For teachers returning to work this term after a period of absence - whether for parental leave, long-term sickness or a break in service - the anxiety of online teaching is a very real concern. 

Some teachers - those who began their parental leave in June, for example - may not return to school until summer 2021, after more than a year away if they were self-isolating as a vulnerable, pregnant member of staff during the first lockdown.

With all schools teaching online in some form since last March, and evolutions in their practice brought about by the logistical changes in September and then again this January, the fear that the teaching landscape has transformed beyond belief isn’t completely unfounded. 

But if you’re returning to a digitised world from a period of absence at some point this year, there are good reasons not to feel too overwhelmed by this virtual unknown.

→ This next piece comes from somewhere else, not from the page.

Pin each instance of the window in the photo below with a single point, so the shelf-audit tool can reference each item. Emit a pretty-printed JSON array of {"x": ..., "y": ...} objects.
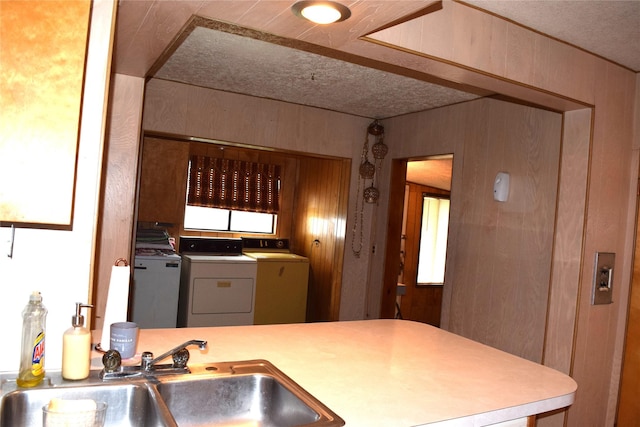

Coronavirus and schools: Adapting to remote learning

Human beings are adaptable by nature, and the very experience of stepping out - and then back into - the profession, having spent time doing something completely different in between, is evidence of your ability to thrive by transferring skills and knowledge from one context to another. 

The majority of our current teaching generation have also grown up in an age of rapidly changing technology. Many of us learned to touch-type following hours spent on MSN. We speak a language of social-media privacy settings, joining details, screen sharing and airdropping. Like learning a new language when we are already adept at two or three, our brains are coded to understand the logic of the new platforms that our schools are using.

Online learning is not an exact science, and the core principles of teaching still apply: the manner in which you conduct your virtual lessons will depend on the class, the topic, the day of the week, the weather, students’ assessment scores, their mood that day - and yours. 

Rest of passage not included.